German statutory health insurance funds (GKV) have a very specific ISMS world: B3S (industry-specific security standard) as binding foundation, IVDB (IT-Verbund-Datenbank) as central source for IT procedures, and KZBV/GKV-SV with their own audit routines. Anyone deploying an ISMS tool here without IVDB understanding spends the first three months copying IT procedures manually from the IVDB.
What the IVDB Integration in SecTepe.Core Delivers
- CSV/Excel import: current IVDB exports are read directly, with automatic field mapping to the internal asset/procedure model.
- Conflict detection: existing entries are merged on re-import instead of duplicated.
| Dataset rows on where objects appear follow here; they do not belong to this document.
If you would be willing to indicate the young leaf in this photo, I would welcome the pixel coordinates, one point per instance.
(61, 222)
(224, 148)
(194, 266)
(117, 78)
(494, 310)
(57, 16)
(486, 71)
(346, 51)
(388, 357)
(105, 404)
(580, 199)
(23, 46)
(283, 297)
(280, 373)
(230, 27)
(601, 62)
Conflicts are presented to the user for decision.
- Live progress display: for large IVDB inventories (often 500+ procedures), the UI shows import progress, count of newly detected/changed/deleted entries.
- B3S-compliant data handling: all imported data is classified so B3S requirements (protection requirement determination, owners, retention periods) can be documented immediately.
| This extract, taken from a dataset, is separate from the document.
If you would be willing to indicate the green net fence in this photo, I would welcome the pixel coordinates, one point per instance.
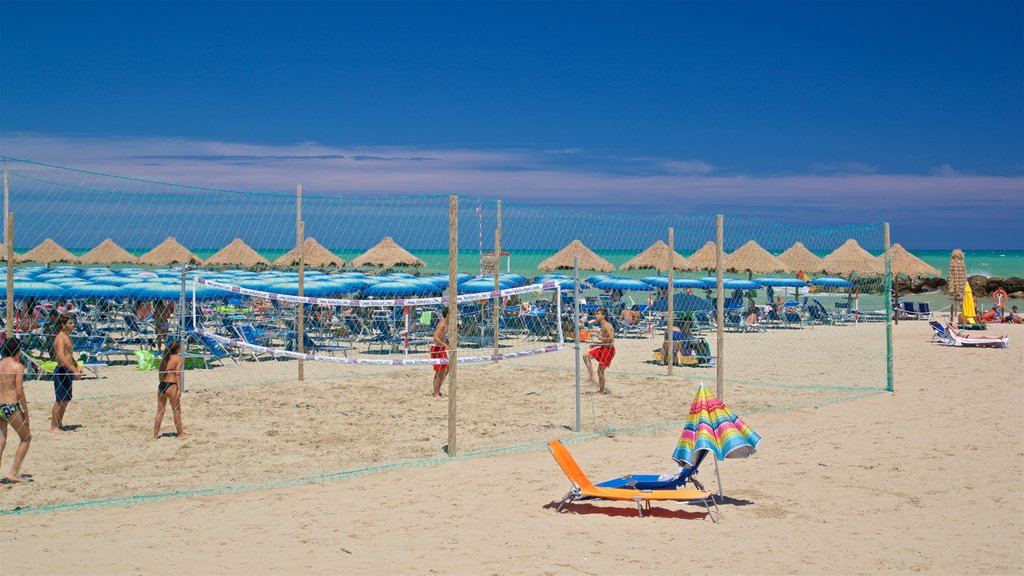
(98, 247)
- Future API integration: as soon as a direct IVDB API is released, the connector is prepared – CSV import remains as fallback.
What Changes Operationally for the GKV
Before: three months of asset inventory via Excel, fed from IVDB CSV, manually dumped into the ISMS tool – with the usual Excel mistakes (cells shifted, encoding broken, leftover formulas).
After: three days to configure the mapping (which IVDB field to which ISMS asset field), first import in 30 minutes, follow-up imports automated.
Integration with Other ISMS Building Blocks
- Risk module: imported procedures automatically get a risk assessment task in the queue.
- Review cycle: every IVDB procedure receives an annual review task – see review cycle management.
- Supplier mapping: procedures are linked to the corresponding processors / third parties – critical for Art. 28 GDPR.
- Audit export: the B3S auditor receives a prepared report with IVDB references, protection requirement, and measure status.
Why This Is Interesting Beyond SHI
The same problem (large, maintained, external data inventory → must enter the ISMS) exists in other regulated industries: energy utilities with IT network lists, KRITIS operators with asset registers, banks with MaRisk IT lists. The IVDB integration is reusable as a pattern – the connector is simply parameterized for the industry.
Realistic Limits
The integration saves the inventory hours, not the substantive evaluation. Protection requirement, risk, measures – that remains expert work. But: without a clean asset list no meaningful evaluation. Anyone with a frictionless data source here recovers 60–70 % of the typical ISMS build effort.
Conclusion
Industry-specific integrations decide tool acceptance in regulated markets. A GRC platform that can read IVDB CSVs cleanly and map them in a B3S-compliant way will become standard in the GKV within a few years. Anyone building today should explicitly check this criterion in tool selection – not after contract signing.